39. Le mystère de l’Eglise n’est pas un simple objet de connaissance théologique, il doit être un fait vécu dans lequel, avant même d’en avoir une notion claire, l’âme fidèle peut avoir comme un expérience connaturelle ; et la communauté de croyants peut trouver la certitude intime de sa participation au Corps mystique du Christ quand elle se rend compte que ce qui la fait commencer, l’engendre (cf. Gal., 4, 19 ; 1 Cor., 4, 15), l’instruit, la sanctifie, la dirige, c’est le ministère de la hiérarchie ecclésiastique instituée divinement, si bien que par ce canal béni, le Christ répand dans ses membres mystiques les communications merveilleuses de sa vérité et de sa grâce et confère à son Corps mystique, pèlerin dans le temps, sa structure visible, sa noble unité, le caractère fonctionnel de son organisme, sa variété harmonieuse, sa beauté spirituelle. Les images ne suffisent pas à traduire en concepts accessibles la réalité et la profondeur d’un tel mystère ; cependant après l’image que Nous venons de rappeler, du Corps mystique, suggérée par saint Paul, il y en a une autre dont nous devrons nous souvenir, parce que suggérée par le Christ lui-même, celle de l’édifice dont il est l’architecte et le constructeur ; édifice fondé, il est vrai, sur un homme naturellement fragile, mais transformé miraculeusement par lui en pierre, solide, c’est-à-dire doué d’une indéfectibilité prodigieuse et sans fin : « Sur cette pierre, je construirai mon église. » (Mt., 16, 18.)
Pédagogie du baptisé
40. Si nous savons faire briller en nous et éduquer dans les fidèles, par une pédagogie profonde et vigilante, ce sens tonifiant de l’Eglise, beaucoup d’antinomies qui mettent aujourd’hui à l’épreuve la pensée de chercheurs qui s’occupent d’ecclésiologie – comment par exemple l’Eglise est à la fois visible et spirituelle, libre et disciplinée, communautaire et hiérarchique, sainte et toujours en voie de sanctification, contemplative et active, etc. – seront pratiquement dépassées et résolues dans l’expérience, illuminée par la doctrine, de la réalité vivante de l’Eglise elle-même ; mais surtout un profit sera assuré à l’Eglise elle-même, un enrichissement de son excellente spiritualité, alimentée par la lecture filiale de la Sainte Ecriture, des saints Pères, des Docteurs de l’Eglise et par tout ce qui fait jaillir en elle cette conscience, Nous vouions dire la catéchèse exacte et systématique, la participation à la liturgie, cette merveilleuse école de paroles, de signes et de divines effusions ; la méditation silencieuse et ardente des vérités divines et, finalement, la consécration généreuse à la prière contemplative. La vie intérieure demeure toujours la source principale de la spiritualité de l’Eglise, sa manière de recevoir les irradiations de l’Esprit du Christ, expression radicale et irremplaçable de son activité religieuse et sociale, inviolable défense et énergie nouvelle dans son difficile contact avec le monde profane.

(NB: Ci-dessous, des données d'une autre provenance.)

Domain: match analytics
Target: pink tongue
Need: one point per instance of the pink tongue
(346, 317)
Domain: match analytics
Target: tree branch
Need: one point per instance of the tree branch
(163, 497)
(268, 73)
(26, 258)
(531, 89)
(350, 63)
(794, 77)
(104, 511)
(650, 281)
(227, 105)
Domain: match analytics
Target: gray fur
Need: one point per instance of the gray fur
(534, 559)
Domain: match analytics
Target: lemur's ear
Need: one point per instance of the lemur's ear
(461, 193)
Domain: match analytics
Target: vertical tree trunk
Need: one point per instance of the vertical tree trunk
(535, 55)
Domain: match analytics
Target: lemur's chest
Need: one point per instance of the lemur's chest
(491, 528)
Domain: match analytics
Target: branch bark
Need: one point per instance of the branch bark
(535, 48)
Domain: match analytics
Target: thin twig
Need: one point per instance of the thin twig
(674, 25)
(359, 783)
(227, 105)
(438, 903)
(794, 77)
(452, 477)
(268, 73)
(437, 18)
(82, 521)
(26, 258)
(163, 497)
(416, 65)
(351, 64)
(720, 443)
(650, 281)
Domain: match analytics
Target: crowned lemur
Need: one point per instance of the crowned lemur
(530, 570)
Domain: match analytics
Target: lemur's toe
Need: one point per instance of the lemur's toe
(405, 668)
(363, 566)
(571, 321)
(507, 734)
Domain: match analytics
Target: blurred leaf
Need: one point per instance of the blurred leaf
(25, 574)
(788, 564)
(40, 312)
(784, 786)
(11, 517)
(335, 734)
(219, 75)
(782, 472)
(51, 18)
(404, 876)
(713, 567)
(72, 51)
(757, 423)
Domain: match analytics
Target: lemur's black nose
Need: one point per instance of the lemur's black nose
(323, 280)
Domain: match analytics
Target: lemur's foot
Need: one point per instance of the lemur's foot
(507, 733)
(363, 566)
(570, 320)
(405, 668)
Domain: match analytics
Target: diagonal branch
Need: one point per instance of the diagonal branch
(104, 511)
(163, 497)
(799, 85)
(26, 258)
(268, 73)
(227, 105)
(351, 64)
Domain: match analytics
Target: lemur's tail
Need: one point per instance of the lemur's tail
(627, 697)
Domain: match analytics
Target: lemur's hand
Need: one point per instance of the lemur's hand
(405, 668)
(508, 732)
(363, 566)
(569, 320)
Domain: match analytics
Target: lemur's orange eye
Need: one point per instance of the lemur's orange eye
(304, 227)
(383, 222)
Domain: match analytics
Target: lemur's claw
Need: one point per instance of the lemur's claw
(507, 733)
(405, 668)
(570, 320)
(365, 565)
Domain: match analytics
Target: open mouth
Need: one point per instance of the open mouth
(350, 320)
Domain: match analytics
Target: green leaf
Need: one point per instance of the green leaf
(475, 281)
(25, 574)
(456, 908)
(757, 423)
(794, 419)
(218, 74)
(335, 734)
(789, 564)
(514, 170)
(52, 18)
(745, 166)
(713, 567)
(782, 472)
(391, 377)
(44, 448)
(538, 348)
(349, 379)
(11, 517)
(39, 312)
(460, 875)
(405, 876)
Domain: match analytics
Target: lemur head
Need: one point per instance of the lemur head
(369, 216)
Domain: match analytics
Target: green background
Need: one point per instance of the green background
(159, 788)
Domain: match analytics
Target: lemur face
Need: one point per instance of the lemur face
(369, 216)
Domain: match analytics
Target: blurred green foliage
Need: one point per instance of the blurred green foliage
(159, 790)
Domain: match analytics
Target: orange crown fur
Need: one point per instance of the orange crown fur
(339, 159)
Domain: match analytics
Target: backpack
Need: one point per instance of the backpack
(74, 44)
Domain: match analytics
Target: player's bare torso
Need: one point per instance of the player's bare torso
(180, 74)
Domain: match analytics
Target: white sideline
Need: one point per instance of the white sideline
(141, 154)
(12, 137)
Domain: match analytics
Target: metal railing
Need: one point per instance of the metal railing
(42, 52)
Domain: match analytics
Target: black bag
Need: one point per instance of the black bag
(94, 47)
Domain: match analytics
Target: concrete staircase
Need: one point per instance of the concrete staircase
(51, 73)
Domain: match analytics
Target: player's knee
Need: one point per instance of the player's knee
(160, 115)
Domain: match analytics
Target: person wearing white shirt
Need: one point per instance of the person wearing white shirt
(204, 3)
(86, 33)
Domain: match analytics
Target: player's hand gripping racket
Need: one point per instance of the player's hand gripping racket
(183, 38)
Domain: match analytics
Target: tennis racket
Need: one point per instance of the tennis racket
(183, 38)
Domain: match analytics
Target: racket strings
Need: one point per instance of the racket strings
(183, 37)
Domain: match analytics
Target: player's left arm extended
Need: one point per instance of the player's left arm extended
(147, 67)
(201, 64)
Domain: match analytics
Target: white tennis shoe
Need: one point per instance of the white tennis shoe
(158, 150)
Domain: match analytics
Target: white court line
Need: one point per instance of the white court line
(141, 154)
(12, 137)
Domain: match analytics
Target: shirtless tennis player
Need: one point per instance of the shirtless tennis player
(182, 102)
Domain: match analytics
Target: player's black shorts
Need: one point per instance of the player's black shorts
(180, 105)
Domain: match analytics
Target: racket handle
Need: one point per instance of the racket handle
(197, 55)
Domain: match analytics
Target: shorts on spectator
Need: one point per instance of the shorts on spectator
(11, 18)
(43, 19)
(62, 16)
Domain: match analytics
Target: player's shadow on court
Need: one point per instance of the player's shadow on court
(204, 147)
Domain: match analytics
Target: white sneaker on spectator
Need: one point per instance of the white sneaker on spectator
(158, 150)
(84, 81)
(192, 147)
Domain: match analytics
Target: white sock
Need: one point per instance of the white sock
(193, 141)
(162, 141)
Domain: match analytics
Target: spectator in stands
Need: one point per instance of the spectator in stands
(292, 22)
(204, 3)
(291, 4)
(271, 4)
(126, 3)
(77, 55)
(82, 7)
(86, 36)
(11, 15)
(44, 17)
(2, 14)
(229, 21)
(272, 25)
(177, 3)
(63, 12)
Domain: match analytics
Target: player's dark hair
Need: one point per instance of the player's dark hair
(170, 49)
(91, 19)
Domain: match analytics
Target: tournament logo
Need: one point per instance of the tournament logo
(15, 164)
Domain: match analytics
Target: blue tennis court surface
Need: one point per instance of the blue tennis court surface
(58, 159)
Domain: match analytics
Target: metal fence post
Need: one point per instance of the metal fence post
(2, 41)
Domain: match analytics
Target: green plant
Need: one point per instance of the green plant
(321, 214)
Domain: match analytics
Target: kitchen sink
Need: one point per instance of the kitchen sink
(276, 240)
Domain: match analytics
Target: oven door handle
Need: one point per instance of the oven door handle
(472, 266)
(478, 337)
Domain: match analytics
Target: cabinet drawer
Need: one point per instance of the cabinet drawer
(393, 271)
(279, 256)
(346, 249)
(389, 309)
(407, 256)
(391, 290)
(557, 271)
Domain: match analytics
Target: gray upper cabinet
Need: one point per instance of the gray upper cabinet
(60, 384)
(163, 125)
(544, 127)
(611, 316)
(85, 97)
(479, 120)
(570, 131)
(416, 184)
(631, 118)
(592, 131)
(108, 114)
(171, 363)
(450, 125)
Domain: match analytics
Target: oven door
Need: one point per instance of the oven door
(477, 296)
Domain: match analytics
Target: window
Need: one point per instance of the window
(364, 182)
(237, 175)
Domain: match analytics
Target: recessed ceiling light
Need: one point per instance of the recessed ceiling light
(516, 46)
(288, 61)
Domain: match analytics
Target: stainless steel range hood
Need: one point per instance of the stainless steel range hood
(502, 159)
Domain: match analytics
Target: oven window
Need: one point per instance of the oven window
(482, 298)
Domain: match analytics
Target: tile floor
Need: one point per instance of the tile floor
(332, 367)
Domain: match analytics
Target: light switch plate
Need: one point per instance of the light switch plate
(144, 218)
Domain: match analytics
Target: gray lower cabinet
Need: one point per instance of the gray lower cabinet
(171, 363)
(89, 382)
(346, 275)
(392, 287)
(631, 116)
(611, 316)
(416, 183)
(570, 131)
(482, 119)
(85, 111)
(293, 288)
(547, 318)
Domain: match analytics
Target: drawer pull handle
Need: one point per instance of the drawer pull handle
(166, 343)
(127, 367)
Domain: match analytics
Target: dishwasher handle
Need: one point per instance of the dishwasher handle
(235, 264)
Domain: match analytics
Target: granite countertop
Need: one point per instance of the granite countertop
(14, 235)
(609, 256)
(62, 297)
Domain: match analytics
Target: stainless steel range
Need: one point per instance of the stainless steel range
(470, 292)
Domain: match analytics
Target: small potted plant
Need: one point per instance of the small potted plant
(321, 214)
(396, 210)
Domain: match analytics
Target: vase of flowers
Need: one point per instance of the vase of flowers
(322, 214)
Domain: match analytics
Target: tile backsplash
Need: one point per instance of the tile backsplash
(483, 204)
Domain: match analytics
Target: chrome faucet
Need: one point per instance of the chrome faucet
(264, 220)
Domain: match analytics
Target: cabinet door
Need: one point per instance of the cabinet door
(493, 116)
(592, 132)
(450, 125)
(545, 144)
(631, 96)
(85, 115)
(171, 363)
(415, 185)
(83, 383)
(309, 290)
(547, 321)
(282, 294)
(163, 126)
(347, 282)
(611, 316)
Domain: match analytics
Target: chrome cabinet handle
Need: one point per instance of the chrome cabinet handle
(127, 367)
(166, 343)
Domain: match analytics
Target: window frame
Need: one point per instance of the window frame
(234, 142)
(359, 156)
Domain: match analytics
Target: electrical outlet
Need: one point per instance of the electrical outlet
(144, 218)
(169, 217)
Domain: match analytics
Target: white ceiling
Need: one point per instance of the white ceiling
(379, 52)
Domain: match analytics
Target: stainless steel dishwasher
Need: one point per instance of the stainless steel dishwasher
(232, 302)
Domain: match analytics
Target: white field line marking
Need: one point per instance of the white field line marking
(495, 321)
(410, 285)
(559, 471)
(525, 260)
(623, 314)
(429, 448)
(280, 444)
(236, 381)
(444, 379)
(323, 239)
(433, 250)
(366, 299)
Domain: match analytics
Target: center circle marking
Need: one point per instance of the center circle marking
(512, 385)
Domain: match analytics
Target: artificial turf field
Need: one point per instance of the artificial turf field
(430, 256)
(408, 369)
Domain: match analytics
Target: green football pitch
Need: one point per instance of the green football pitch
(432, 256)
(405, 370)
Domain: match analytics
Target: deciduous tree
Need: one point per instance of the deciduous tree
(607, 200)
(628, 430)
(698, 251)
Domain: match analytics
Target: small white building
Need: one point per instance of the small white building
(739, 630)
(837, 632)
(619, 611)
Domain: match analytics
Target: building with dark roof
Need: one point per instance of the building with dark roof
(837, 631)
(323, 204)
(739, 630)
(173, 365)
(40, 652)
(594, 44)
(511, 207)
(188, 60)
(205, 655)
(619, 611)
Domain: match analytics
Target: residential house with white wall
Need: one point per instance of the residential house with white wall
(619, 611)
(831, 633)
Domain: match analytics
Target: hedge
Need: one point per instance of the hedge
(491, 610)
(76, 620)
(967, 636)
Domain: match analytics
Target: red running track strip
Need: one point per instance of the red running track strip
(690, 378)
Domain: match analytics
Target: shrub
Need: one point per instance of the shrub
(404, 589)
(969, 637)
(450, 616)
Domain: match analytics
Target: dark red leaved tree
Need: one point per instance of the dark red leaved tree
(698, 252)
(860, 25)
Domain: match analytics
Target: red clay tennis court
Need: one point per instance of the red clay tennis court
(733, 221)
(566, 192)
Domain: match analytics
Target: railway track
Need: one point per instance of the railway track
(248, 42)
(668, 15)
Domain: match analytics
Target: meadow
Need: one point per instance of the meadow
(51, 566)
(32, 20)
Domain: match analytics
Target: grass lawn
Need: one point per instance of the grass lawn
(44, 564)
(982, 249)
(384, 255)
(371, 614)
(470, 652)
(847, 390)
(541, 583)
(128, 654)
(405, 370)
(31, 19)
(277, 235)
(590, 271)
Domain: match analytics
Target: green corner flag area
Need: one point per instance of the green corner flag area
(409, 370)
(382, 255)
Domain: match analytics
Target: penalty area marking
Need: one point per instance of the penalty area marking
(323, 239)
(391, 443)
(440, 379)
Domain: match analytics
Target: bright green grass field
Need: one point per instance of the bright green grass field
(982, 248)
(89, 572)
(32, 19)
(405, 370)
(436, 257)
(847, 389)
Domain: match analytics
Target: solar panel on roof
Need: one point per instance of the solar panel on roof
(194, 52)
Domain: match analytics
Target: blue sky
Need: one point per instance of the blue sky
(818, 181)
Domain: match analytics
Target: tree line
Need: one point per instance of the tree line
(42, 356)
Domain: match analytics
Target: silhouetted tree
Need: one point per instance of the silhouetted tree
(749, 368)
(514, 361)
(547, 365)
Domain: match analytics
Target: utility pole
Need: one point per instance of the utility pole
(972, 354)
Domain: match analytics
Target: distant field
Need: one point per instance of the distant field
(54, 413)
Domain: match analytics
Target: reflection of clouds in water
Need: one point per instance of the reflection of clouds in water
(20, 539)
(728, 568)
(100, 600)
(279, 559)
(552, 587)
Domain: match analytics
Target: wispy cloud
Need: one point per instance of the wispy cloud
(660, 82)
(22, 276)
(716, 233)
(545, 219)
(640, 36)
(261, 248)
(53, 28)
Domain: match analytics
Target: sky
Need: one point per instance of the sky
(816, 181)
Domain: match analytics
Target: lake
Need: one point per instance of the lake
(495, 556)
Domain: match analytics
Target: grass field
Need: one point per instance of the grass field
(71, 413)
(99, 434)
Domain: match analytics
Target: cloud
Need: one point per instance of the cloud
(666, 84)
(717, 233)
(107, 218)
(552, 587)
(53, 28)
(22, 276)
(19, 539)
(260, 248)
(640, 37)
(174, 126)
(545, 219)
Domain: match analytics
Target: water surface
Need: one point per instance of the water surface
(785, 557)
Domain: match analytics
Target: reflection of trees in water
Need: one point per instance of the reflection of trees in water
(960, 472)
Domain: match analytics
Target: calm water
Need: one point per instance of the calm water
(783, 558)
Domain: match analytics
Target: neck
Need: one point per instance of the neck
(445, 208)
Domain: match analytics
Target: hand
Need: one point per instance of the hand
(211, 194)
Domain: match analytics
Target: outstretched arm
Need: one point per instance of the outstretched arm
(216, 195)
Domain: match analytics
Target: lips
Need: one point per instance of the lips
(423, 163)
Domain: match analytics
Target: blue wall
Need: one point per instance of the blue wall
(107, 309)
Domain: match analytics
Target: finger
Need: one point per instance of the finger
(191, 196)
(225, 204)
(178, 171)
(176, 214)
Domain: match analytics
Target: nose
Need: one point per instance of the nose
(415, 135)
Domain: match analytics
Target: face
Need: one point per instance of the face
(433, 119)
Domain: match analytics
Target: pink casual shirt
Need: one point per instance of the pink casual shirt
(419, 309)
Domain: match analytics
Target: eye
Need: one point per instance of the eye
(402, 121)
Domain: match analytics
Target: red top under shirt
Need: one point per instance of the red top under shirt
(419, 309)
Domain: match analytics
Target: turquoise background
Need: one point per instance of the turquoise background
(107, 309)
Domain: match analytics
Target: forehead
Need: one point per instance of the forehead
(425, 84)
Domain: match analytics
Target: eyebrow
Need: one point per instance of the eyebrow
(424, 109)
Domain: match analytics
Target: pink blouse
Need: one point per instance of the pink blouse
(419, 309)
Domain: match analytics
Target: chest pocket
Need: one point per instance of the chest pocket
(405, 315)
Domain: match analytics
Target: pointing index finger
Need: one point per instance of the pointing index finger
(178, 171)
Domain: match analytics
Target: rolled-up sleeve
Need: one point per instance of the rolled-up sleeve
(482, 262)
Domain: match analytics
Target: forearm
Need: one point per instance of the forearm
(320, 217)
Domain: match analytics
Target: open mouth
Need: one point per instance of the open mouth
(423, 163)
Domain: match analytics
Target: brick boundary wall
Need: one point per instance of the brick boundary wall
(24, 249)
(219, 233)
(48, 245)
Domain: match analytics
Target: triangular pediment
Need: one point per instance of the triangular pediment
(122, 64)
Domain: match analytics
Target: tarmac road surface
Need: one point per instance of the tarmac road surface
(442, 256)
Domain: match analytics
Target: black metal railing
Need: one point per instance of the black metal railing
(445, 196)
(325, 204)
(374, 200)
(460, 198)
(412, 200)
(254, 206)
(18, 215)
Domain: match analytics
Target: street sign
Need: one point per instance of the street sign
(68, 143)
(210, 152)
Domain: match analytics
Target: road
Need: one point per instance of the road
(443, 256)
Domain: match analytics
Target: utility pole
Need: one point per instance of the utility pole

41. Il faut redonner au fait d’avoir reçu le saint baptême, c’est-à-dire d’avoir été inséré par ce sacrement dans le Corps mystique du Christ qui est l’Eglise, toute son importance. Le baptisé doit, en particulier, prendre conscience de la valeur de son élévation, mieux, de sa régénération, de son bonheur d’être réellement fils adoptif de Dieu, d’avoir la dignité de frère du Christ, de son privilège de grâce et de joie provenant de l’habitation de l’Esprit-Saint, de sa vocation à une vie nouvelle, qui n’a rien perdu d’humain, excepté les conséquences malheureuses du péché originel, et qui peut, au contraire, donner à ce qui est humain son expression la meilleure et lui faire produire les fruits les plus riches et les plus purs. Etre chrétien, avoir reçu le saint baptême ne doit pas être considéré comme une chose indifférente ou négligeable ; cela doit marquer profondément et heureusement la conscience de tout baptisé ; le baptême doit être considéré par lui, à l’exemple des chrétiens de l’antiquité, comme une « illumination » qui fait tomber sur lui le rayon vivifiant de la Vérité divine, lui ouvre le ciel, projette un jour nouveau sur sa vie terrestre, le rend capable de marcher comme un fils de lumière vers la vision de Dieu, source de béatitude éternelle.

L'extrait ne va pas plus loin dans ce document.